/parallel-class/cuda/matmul2.cu plays with matrix multiplication of two random 1000x1000 matrices, and with managed memory.
- It shows a really quick way to use OpenMP, which has a 10x speedup.
- It shows a really quick way to use CUDA, which has a 15x speedup. This just uses one thread block per input matrix A row, and one thread per output element. That's 1M threads. The data is read from managed memory. Note how easy it is. There is no storing tiles into fast shared memory.
- It multiplies the matrices on the host, and compares reading them from normal memory and from managed memory. The latter is 2.5x slower. Dunno why.
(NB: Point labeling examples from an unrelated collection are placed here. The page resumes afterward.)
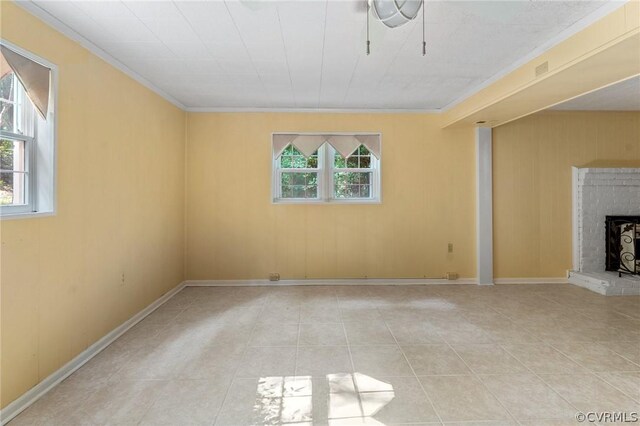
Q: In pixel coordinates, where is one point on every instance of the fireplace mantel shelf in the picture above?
(597, 193)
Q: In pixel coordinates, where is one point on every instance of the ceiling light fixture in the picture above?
(394, 13)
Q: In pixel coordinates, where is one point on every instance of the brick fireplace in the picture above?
(598, 193)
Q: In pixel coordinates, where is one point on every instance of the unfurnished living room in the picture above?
(319, 212)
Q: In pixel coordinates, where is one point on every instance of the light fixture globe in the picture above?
(394, 13)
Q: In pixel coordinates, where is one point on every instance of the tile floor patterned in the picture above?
(361, 355)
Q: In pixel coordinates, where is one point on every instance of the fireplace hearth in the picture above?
(606, 230)
(623, 244)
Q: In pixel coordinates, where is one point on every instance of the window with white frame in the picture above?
(326, 168)
(26, 134)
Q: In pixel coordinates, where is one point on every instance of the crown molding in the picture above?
(578, 26)
(319, 110)
(54, 22)
(63, 28)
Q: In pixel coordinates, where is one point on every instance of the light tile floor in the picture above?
(351, 355)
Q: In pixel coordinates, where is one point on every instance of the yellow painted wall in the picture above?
(120, 203)
(532, 159)
(235, 232)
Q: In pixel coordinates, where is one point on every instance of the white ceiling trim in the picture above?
(562, 36)
(54, 22)
(319, 110)
(67, 31)
(558, 106)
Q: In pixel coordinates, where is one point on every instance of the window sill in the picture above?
(26, 215)
(327, 202)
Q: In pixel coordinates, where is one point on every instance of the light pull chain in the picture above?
(368, 40)
(424, 43)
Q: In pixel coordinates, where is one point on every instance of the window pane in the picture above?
(6, 86)
(352, 162)
(6, 116)
(12, 155)
(352, 185)
(361, 159)
(12, 185)
(12, 188)
(291, 158)
(299, 185)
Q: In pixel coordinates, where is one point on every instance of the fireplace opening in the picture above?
(623, 244)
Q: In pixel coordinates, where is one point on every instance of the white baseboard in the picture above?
(33, 394)
(551, 280)
(36, 392)
(346, 281)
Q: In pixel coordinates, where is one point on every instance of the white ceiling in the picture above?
(622, 96)
(311, 54)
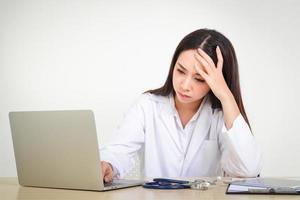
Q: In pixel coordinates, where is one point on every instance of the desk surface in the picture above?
(10, 189)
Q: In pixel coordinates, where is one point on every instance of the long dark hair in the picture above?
(208, 40)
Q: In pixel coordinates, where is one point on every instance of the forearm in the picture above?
(230, 109)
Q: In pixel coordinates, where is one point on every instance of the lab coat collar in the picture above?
(174, 110)
(168, 113)
(200, 134)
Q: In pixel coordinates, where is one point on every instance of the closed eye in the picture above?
(180, 71)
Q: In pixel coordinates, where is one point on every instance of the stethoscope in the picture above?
(164, 183)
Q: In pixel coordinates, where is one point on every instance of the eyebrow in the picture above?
(197, 74)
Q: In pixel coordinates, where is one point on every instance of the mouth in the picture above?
(183, 95)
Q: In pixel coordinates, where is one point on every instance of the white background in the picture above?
(102, 55)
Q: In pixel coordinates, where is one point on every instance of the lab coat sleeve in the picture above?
(241, 155)
(122, 150)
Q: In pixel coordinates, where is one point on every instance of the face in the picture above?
(189, 86)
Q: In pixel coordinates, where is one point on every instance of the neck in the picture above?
(187, 107)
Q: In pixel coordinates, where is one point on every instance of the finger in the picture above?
(220, 58)
(206, 66)
(206, 57)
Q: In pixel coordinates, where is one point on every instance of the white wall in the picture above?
(60, 54)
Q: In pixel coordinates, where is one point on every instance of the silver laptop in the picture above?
(59, 149)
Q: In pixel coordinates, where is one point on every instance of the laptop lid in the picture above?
(57, 149)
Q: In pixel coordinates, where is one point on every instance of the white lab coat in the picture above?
(149, 125)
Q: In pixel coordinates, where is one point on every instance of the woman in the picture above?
(195, 125)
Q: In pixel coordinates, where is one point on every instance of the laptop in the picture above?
(59, 149)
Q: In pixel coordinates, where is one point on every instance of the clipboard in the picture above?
(265, 186)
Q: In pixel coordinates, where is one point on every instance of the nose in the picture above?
(186, 84)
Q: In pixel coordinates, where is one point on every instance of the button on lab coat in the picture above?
(149, 125)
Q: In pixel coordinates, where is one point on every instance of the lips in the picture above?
(183, 95)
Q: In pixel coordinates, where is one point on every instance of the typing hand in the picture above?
(107, 171)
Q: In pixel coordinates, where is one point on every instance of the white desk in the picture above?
(11, 190)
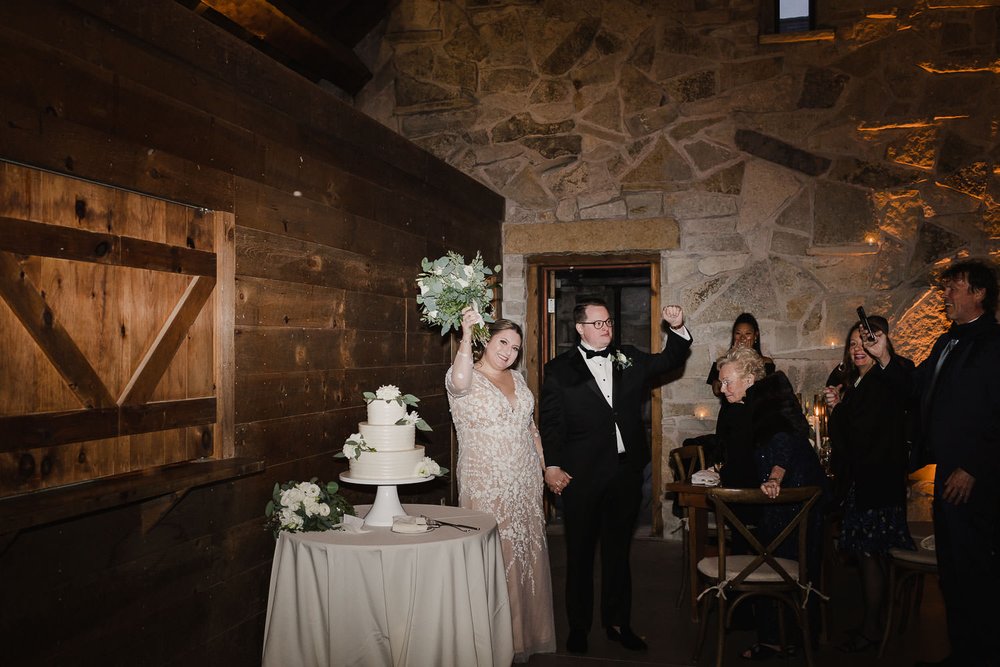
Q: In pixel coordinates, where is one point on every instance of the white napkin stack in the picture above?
(352, 524)
(705, 478)
(409, 524)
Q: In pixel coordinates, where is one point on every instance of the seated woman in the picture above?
(869, 460)
(745, 333)
(731, 424)
(779, 437)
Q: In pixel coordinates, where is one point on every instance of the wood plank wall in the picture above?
(333, 214)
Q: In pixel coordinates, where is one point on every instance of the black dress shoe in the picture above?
(943, 662)
(627, 638)
(577, 642)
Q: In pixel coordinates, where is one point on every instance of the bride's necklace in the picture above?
(496, 379)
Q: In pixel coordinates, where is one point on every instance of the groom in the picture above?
(595, 451)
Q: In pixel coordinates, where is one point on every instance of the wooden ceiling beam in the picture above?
(307, 52)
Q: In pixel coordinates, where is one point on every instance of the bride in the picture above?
(499, 471)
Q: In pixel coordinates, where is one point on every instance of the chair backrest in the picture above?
(688, 460)
(723, 499)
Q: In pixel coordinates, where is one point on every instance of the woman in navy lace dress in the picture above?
(869, 461)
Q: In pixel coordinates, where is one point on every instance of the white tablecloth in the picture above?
(382, 598)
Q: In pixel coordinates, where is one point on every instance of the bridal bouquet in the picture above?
(300, 507)
(448, 285)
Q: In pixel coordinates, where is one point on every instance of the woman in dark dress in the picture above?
(745, 333)
(869, 461)
(778, 436)
(733, 448)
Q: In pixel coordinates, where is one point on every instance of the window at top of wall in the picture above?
(787, 16)
(794, 15)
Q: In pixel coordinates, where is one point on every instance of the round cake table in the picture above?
(382, 598)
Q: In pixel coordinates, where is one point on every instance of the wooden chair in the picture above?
(687, 459)
(735, 578)
(906, 567)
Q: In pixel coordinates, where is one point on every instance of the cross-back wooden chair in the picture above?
(760, 573)
(687, 459)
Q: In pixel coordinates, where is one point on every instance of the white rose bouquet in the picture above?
(427, 467)
(390, 392)
(448, 285)
(305, 506)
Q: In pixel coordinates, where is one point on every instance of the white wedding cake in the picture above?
(384, 448)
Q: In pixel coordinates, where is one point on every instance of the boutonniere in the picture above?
(620, 360)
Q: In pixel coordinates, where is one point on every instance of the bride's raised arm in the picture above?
(459, 381)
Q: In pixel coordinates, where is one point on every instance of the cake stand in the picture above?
(387, 503)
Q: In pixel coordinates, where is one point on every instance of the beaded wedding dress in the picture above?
(499, 471)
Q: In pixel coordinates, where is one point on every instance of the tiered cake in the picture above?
(388, 451)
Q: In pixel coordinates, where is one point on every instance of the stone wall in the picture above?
(805, 177)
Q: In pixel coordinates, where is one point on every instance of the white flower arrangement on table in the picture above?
(448, 285)
(620, 360)
(299, 507)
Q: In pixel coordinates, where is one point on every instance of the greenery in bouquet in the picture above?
(415, 419)
(448, 285)
(299, 507)
(354, 447)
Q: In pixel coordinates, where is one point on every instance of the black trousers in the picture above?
(606, 516)
(969, 569)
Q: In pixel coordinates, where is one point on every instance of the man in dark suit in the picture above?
(595, 451)
(958, 389)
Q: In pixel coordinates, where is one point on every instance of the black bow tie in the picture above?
(597, 353)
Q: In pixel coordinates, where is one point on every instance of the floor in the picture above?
(671, 635)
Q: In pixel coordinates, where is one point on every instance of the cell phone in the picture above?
(865, 324)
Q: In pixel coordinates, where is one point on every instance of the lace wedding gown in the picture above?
(499, 471)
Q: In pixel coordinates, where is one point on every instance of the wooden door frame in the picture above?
(535, 333)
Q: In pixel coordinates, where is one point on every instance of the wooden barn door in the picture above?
(116, 325)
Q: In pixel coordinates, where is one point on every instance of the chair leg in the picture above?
(720, 645)
(782, 635)
(685, 546)
(701, 627)
(909, 599)
(888, 615)
(806, 635)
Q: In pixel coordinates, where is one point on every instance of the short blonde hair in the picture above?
(746, 360)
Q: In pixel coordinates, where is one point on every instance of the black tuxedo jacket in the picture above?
(578, 425)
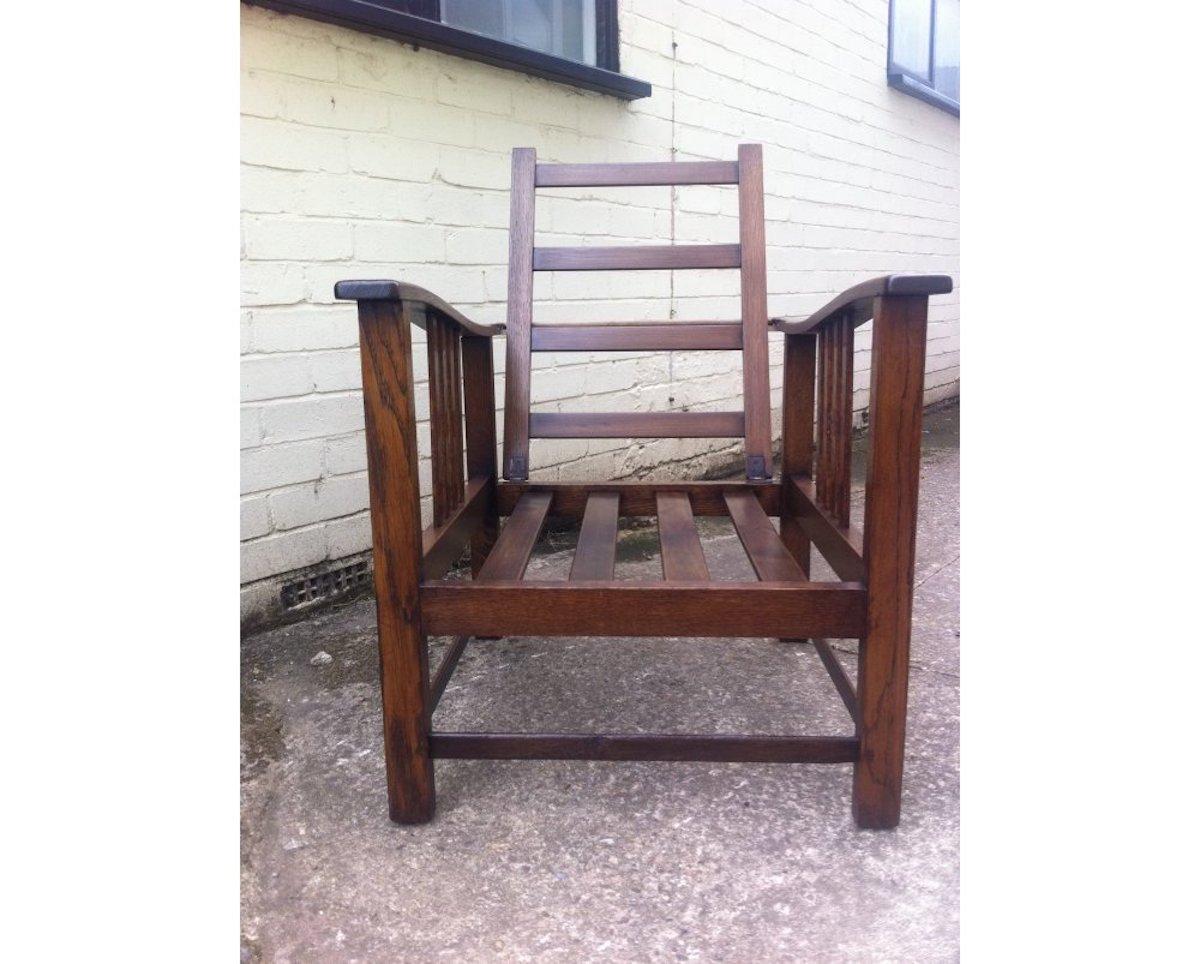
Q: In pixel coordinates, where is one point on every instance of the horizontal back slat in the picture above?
(636, 425)
(637, 337)
(637, 175)
(636, 257)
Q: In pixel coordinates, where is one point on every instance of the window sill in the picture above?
(385, 22)
(905, 83)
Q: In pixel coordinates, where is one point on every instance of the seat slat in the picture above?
(636, 257)
(679, 543)
(639, 174)
(637, 336)
(767, 552)
(597, 551)
(510, 555)
(636, 424)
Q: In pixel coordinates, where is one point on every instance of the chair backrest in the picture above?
(749, 334)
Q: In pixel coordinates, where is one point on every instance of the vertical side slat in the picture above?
(799, 376)
(845, 409)
(479, 403)
(445, 417)
(822, 481)
(889, 536)
(755, 371)
(597, 550)
(385, 340)
(520, 317)
(678, 539)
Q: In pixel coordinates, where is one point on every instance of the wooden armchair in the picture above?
(871, 603)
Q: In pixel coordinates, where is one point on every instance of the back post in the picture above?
(387, 351)
(520, 317)
(889, 543)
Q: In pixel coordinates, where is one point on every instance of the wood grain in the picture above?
(645, 609)
(635, 424)
(635, 258)
(387, 353)
(889, 534)
(510, 555)
(673, 336)
(520, 317)
(755, 371)
(678, 540)
(640, 498)
(663, 747)
(639, 174)
(595, 552)
(766, 550)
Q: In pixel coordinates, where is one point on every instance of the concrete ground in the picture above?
(593, 861)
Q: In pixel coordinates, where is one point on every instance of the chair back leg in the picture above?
(889, 536)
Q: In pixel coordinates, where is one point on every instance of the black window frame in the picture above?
(419, 22)
(904, 79)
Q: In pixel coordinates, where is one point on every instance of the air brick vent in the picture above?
(325, 586)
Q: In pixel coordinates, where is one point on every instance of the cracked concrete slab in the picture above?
(592, 861)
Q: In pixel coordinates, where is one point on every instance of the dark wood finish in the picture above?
(861, 300)
(661, 747)
(889, 537)
(445, 418)
(445, 670)
(799, 396)
(678, 540)
(636, 257)
(385, 21)
(835, 415)
(597, 550)
(442, 546)
(768, 555)
(673, 336)
(755, 372)
(639, 498)
(874, 604)
(839, 677)
(423, 301)
(645, 609)
(510, 555)
(520, 318)
(385, 346)
(840, 545)
(637, 175)
(479, 407)
(635, 424)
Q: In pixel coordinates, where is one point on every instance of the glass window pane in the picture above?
(946, 48)
(911, 30)
(564, 28)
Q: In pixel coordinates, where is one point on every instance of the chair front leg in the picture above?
(889, 536)
(387, 351)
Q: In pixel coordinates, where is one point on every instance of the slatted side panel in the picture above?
(445, 415)
(835, 405)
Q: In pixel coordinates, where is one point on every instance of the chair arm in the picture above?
(396, 291)
(859, 300)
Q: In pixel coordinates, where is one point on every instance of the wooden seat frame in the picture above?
(871, 603)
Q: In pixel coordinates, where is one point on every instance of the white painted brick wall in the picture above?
(363, 157)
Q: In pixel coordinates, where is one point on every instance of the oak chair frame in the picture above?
(873, 603)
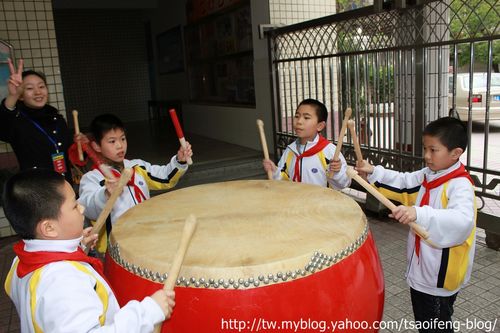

- matmul2 also shows some of my utility functions and macros.
- InitCUDA prints a description of the GPU etc.
- cout << PRINTC(expr) prints an expression's name and then its value and a comma.
- PRINTN is like PRINTC but ends with endl.
- TIME(expr) evals an expression then prints its name and total and delta
- CPU time,
- elapsed time,
- their ratio.
- CT evals and prints the elapsed time of a CUDA kernel.
- Later I may add new tests to this.
Unrelated to this course, but perhaps interesting:
All compute servers have for decades had a microprocessor frontend that controls the boot process. The current iteration is called an IPMI. It has a separate ethernet port, and would allow remote bios configs and booting. On parallel, that port is not connected (I don't trust the security).
The start of Nvidia's Parallel thread execution has useful info.
This is one of a batch of CUDA docs. Browse as you wish.